Reading Large CSV Files in Python at Once
Code
y_test=[]
y_csv = open('y_test.csv', 'r', encoding='utf-8')
rdr = csv.reader(y_csv)
for line in rdr:
y_test.append(line[0])
y_csv.close()
Normally, when reading a csv file, one would open it using the built-in Python function open
and process it line by line, as shown above. However, this approach is not well-suited for handling big data as soon as loops are introduced. For instance, a file exceeding 700MB might not seem very large, but reading it line by line would be endless.
pandas package
For handling such data, it is convenient to use the pandas package.
Functions
- pandas.read_csv(filepath_or_buffer): Reads a .csv file provided in the filepath_or_buffer and returns it as a dataframe. [ NOTE : By setting header=None, files without headers can be read.

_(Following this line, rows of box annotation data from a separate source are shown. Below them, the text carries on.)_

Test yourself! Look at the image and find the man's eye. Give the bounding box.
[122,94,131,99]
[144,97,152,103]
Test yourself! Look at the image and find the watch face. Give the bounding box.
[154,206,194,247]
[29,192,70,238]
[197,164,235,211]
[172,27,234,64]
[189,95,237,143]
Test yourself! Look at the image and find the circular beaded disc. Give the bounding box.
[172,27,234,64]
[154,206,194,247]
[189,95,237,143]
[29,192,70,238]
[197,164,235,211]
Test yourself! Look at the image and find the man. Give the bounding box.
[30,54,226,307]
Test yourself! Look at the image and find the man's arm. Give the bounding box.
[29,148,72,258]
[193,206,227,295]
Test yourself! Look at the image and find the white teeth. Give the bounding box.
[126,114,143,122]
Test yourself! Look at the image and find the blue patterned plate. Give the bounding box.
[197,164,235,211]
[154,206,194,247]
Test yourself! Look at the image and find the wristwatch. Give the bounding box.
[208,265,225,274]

If not specified, the first row is assumed to be the header, which might result in losing a piece of data. If the size seems off by exactly one, this scenario could be the reason. ]
- pandas.read_excel: This function allows reading *.xlsx files. The basic usage is similar to pandas.read_csv(filepath_or_buffer), and since Excel files have sheets, the sheet name option can specify which sheet to read.
Methods
- X.to_csv(path_or_buf): Outputs the dataframe X as a .csv file to path_or_buf.
- X.to_excel(path_or_buf): Outputs the dataframe X as a .xlsx file to path_or_buf.
- .head(): Returns the first few data points. Essential for checking if the data has been read correctly.
- .tail(): Returns the last few data points.
Properties
- .shape: Shows the shape of the data. If there are $n$ rows and $p$ columns, it returns (n, p).